The waning of that myth is currently the cause of much insecurity, and it expresses itself in the stubborn defense of names and symbols associated with it. Nationalists and republicans insist they be abandoned with the same fervor that Unionists insist on holding on to them.

In contrast, when the 26 counties made the transition into an independent state, once the policing issue was settled, the government was content to leave behind many of the names associated with the old regime. Indeed, I think that Dublin has more "Royals" in it that Belfast. There is the Royal College of Surgeons, the Royal Dublin Society, the Royal Canal, the Royal Hospital at Kilmainham, the Royal Yacht Club in Dun Laoghaire, the Royal Golf Club at Clontarf and the Royal Hospital for Incurables in Donnybrook. They are a testimony to history, and as such remain an important part of the Irish story. The fact that the new state was able to accept that history and not try to eradicate it was one indication of its stability.

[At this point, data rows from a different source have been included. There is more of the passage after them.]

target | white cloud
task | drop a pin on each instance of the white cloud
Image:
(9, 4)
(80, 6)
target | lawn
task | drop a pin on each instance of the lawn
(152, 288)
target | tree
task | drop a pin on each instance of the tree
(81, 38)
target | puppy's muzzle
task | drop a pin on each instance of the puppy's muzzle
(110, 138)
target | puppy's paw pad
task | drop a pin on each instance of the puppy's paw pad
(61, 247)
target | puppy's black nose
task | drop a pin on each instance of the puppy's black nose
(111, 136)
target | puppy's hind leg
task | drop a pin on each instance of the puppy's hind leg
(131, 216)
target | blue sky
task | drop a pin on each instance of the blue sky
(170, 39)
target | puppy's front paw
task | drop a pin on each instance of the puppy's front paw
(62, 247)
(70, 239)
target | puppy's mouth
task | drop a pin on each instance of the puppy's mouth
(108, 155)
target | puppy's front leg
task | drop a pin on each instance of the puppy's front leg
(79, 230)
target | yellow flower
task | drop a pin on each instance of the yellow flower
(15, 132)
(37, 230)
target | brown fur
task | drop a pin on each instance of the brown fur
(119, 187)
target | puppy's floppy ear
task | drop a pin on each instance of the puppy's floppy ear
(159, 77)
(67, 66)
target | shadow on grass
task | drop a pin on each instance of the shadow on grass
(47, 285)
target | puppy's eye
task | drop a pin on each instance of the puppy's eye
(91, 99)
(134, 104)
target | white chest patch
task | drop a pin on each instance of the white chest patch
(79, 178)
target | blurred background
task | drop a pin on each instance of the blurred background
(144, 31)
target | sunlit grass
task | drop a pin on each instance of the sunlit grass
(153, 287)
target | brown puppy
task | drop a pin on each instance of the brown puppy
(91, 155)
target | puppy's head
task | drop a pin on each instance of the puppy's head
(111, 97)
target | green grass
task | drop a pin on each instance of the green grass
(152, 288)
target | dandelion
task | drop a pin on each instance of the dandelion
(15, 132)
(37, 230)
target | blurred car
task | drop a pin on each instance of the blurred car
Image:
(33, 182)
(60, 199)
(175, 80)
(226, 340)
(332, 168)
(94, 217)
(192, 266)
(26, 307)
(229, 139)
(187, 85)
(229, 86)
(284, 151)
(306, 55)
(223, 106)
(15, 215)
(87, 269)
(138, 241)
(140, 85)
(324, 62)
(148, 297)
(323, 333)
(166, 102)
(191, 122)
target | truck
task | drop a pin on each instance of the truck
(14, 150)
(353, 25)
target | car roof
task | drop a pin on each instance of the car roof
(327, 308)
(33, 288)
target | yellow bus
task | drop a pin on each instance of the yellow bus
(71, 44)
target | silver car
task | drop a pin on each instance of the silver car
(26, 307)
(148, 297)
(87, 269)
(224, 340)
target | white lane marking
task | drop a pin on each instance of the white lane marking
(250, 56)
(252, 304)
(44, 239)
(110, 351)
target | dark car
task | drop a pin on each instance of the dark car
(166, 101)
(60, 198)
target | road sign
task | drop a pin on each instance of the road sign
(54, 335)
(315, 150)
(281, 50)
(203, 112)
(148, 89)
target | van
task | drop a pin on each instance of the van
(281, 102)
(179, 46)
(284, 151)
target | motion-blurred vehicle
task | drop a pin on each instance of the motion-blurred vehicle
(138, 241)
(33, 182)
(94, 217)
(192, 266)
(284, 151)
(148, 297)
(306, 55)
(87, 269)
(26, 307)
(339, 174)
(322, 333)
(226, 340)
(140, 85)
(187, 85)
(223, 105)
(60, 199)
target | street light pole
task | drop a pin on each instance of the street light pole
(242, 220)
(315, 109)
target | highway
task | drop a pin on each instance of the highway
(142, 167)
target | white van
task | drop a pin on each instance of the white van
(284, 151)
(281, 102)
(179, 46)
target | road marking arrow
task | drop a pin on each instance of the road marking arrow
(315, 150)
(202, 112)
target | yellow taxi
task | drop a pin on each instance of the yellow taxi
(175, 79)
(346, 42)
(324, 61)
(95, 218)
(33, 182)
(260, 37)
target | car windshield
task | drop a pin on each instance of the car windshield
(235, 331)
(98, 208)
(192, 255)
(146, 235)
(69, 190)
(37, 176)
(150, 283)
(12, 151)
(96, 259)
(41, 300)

Unfortunately, the same cannot be said of the state to the north. In what was to become the Irish Republic, there was a clear-cut victory for Irish republicans, even if it was in one way only a partial victory. The British withdrew from the greater portion of the country. In Northern Ireland there is no victory. Instead there is a conflict resolution process that has removed the violence (or most of it) from the situation. But the conflict still goes on at another level, where names and symbols have become the battleground.